Carraher v. Inhabitants of Revere

Knowlton, C. J.

This is a petition brought under the Pub. Sts. c. 49, §§ 79, 105, to recover damages for the taking of land for the laying out of a town way. Previously to the taking, the land taken abutted upon the public street, with a fence on the line of the street and a concrete sidewalk adjacent to the fence. The portion taken was about eighty-four square feet in all, and was near the corner of the lot, which was rounded off in the taking so that the fence, when it was set back, had in it six angles or more along the line of the new street.

The petitioner and one of her witnesses were permitted to testify, against the objection and exception of the respondent, to the condition of the sidewalk immediately in front of the premises before the land was taken, and to its condition afterwards. The presiding judge admitted the testimony to describe the premises at the time of the taking and after the taking, and told the jury that the evidence was to be confined to that purpose.

It hardly can be contended that a jury, in order intelligently to understand a case of this kind, may not ascertain, as a matter of description, the condition of the premises and their surroundings immediately before and immediately after the taking.

The respondent fears that the jury may have given undue effect to the testimony in determining the damages. The possibility of this might have been guarded against by requesting instructions, but no instructions were asked for.
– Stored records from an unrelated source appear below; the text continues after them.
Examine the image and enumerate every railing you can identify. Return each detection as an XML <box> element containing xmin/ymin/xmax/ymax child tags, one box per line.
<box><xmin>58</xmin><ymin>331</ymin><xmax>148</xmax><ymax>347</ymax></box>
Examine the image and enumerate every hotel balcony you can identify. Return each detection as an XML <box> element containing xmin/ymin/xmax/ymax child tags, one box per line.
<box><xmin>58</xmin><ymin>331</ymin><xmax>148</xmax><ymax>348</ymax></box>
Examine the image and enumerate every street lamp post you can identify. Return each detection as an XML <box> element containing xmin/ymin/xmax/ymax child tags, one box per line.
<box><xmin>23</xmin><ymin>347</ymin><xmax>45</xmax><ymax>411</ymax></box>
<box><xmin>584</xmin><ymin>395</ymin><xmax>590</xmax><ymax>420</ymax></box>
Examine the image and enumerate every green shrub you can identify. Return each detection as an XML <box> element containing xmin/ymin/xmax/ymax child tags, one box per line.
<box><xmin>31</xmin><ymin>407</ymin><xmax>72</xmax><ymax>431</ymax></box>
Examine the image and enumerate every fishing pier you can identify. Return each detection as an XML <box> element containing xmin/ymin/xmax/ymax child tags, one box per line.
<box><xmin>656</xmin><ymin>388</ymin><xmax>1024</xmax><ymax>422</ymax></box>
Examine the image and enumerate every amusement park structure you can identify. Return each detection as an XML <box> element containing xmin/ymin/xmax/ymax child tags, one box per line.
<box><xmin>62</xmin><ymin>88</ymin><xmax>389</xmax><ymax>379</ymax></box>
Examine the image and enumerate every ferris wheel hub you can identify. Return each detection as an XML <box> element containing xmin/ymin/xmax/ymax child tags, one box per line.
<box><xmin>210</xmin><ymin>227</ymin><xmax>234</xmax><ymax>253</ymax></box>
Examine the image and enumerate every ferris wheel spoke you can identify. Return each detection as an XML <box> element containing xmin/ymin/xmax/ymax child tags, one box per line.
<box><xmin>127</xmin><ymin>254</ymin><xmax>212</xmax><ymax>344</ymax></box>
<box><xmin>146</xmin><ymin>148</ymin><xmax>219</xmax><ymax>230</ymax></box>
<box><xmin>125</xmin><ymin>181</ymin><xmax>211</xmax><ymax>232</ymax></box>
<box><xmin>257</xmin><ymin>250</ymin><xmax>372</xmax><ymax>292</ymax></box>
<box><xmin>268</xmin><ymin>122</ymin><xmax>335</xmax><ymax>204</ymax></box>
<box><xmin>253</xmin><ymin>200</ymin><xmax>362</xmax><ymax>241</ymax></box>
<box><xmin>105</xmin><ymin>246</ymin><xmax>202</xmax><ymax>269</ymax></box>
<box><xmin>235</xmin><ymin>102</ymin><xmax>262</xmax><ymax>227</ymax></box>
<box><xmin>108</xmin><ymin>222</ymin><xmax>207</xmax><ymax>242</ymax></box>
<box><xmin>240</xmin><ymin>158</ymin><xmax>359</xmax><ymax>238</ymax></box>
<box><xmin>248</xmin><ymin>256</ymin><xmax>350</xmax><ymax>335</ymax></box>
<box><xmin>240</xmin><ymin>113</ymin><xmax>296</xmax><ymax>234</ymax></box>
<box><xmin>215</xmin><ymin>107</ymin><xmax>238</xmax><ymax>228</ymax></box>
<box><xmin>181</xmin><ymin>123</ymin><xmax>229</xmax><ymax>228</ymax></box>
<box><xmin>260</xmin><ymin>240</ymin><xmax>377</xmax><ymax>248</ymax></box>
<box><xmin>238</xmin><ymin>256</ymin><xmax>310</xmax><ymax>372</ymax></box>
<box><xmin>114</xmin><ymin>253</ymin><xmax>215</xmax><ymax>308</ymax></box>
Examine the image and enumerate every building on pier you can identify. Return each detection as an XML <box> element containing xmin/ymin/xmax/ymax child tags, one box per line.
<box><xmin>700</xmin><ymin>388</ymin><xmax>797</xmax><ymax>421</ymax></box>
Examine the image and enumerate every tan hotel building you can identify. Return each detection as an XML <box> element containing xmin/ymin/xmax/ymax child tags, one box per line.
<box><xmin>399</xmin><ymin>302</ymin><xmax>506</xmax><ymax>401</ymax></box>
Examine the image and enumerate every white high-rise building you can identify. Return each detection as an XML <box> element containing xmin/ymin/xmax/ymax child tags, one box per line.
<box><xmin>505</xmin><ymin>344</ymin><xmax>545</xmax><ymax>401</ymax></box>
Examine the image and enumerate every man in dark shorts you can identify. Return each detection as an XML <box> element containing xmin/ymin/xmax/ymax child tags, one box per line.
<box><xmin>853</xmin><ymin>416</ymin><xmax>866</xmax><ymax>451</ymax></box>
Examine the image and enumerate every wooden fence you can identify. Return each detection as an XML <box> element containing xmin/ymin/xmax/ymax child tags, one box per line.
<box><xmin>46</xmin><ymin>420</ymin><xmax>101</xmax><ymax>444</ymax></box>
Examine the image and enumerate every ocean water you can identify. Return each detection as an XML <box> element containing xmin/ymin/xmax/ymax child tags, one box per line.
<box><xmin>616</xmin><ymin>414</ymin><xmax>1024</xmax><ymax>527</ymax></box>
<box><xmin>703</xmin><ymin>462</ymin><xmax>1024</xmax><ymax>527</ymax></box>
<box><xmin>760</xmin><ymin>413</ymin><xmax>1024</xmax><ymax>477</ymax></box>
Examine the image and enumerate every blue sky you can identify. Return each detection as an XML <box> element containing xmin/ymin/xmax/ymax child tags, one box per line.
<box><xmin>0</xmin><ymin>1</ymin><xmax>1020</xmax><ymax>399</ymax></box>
We do not intend to intimate that the condition of the sidewalk and its relation to the fence as it was set back, might not have been a legitimate subject for particular consideration in estimating damages, if, in Revere, as in many other places, the cost of the laying and reconstruction of sidewalks is assessed either wholly or in part upon the abutters. It seems not improbable that a new sidewalk may be deemed necessary at an early day in consequence of the change, and that the petitioner’s property may be subject to an assessment for the cost of it; but the case calls for no opinion on this subject.